Certain sequences are found everywhere in nature.  The Golden Ratio is one such sequence.  It appears in nautiloid structures like snail and sea shells.  It also appears in weather patterns and ocean waves.  Even plants make use of this pattern.  Sunflowers are an example of this along with the placement of leaves along the stalks of plants as well as the placement of limbs on trees.  And these are just examples from the natural world we can observe.  Physics does the same in such notations as the gravitation constant of 9.8m/s2 for falling objects on Earth.

Math follows syntactical rules like language, but the rules are driven towards outcome.  Language works towards an outcome as well, but it is not driven; it meanders compared to math.  With math it is all about operations more so than it is nuance.  To be sure, the complex higher orders of math are nuanced, but not to the degree of language.  That is because even then the subtleties are in the employment of the operating symbols.  Math lacks the ability to create metaphors; which, having a part of catachresis to some extent, defy nature.  We can equate a trait of an animal to a human and have the point be understood with no issues for the validity of the quality.  If you tried to make 2 + 2 = 5 in math without invoking complex rules or synergy, you will be challenged and found at fault for violating the laws of nature.

The basic structural grammar of math uses the acronym of PEMDAS to describe the order of importance for the main operations in any equation.  Languages also have a strict word order for understanding to be achieved.  In English, the basic structure is SVX (subject, verb, and everything else).  For math, the operations are parentheses, exponents, multiplication, division, addition, and subtraction.  Notice that there are no rules governing where the information subjected to the operands go, save that they must balance out when an equal sign appears.  This lack of “word order” is what makes math operationally-driven.

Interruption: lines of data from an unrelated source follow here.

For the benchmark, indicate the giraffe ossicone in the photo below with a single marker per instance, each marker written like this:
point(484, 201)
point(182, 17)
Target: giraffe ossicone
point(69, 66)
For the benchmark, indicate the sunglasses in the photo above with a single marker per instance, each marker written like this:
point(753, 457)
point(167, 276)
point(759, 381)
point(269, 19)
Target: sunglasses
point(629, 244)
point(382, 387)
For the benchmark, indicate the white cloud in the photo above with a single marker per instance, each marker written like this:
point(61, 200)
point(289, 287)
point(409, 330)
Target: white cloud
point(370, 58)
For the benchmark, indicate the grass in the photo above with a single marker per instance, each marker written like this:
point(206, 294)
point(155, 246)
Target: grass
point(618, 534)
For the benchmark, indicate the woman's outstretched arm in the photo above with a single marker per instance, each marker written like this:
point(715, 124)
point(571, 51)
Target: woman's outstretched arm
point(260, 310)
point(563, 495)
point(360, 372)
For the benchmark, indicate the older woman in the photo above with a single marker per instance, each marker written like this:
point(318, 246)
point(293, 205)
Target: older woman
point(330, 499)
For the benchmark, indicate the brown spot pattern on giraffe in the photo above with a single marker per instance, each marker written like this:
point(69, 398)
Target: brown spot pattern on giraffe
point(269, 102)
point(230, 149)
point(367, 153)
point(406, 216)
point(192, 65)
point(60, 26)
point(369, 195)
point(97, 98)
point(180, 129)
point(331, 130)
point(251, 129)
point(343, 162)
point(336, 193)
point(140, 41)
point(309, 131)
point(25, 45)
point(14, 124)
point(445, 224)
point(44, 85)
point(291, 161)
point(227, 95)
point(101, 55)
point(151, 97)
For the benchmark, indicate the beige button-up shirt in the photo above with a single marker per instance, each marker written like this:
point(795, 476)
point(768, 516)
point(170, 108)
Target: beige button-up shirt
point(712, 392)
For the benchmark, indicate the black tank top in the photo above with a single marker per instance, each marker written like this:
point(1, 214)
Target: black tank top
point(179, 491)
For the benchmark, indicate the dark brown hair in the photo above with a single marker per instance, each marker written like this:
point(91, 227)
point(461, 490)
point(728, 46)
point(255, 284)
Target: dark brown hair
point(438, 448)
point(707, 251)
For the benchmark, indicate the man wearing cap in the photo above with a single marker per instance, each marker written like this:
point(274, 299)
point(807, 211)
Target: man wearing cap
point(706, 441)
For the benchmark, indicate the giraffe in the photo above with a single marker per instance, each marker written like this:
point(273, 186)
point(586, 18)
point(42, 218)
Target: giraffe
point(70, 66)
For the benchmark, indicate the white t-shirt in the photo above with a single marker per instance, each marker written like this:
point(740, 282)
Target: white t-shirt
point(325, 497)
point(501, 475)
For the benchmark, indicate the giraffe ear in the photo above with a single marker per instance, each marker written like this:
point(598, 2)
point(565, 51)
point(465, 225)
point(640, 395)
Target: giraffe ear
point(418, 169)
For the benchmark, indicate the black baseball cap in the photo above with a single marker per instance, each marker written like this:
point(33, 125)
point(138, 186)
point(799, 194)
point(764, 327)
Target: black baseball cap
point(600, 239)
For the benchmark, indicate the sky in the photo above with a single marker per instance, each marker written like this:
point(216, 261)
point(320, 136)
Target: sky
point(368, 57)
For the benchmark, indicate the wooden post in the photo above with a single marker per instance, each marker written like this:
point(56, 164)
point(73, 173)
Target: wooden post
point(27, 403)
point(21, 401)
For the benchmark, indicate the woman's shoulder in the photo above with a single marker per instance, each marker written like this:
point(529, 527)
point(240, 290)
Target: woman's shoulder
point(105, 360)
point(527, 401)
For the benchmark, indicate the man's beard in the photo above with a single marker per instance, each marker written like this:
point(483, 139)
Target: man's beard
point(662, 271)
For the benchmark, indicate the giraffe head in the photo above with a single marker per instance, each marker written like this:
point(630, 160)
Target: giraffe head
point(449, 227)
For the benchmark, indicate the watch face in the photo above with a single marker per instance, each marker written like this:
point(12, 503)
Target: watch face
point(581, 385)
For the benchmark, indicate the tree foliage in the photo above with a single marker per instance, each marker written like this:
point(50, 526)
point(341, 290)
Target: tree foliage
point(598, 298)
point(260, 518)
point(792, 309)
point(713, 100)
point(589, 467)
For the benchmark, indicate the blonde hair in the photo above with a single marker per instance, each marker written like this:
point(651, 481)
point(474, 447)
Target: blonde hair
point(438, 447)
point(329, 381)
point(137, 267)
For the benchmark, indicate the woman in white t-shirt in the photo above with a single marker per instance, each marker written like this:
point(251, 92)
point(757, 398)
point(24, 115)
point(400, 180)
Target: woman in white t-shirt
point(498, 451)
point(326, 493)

Consider the following statements: 16 ÷ 2, 2 x 4, 23, and 12 – 4.  All of them have the same resolution.  They are all expressions of the value of 8.  None of these expressions are conceptual.  Given enough objects to see this, you can physically see the answer.  In fact, with most mathematical equations, you can directly observe the results.  Some might require very specific knowledge sets, but observers with said knowledge can see the math in action.  Language does not work this way.  As described in the previous section, words generally have multiple meanings, leaving the sentence open to interpretation based on the concepts bound in the word and the mental image needed to construct the sentence’s intended meaning.

But, one might point out, I have left out mathematical formulae and variables.  They are not basic math, for one.  The use of variables as stand-ins for math problems represents the values that will eventually go into an equation, but they are not concepts in math.  Variables and equations are concepts of language of how the world works based on experience and then rendered as equations.  The equation F = ma does not measure force; it tells the observer how to measure force.  Force equals mass times acceleration.  What about the formula d = rt?  This tells us how to measure distance by multiplying the rate of speed by the time of movement.  Let us replace the variables with numbers: 8 = 4 x 2.  Without the equation, is that a measure of distance or force?  Both formulae use the same mathematical operations.  The famous E = mc2 equation is not much different once you reduce c2 to the speed of light squared.  This means once you plug in the number for mass, you can carry out the multiplication just like with F = ma and d = rt.  The concept is not in the operation, it is in what values you select for and the measurement you are making.

The last point bears focus as it is operational in nature.  The act of data selection to parse through an equation’s operands is not a concept, it is information objectively observed.  We assign meaning to measurements so that they have conceptual weight.  To prove this point, let us refer back to the numeric symbol of 8.  Outside of the expressions used thus far, what does it mean?  What does it quantify on its own?  Outside the concepts informing the equations, the result of 8 has no attachments.  For our purposes of understanding the syntax and outcomes of math, the symbol of 8 represents a quantified unknown.  I can express the symbol as the word “eight” and still be no closer to the truth of what is being signified.  The meaning is missing.  In fact, it cannot be found in the word’s definition.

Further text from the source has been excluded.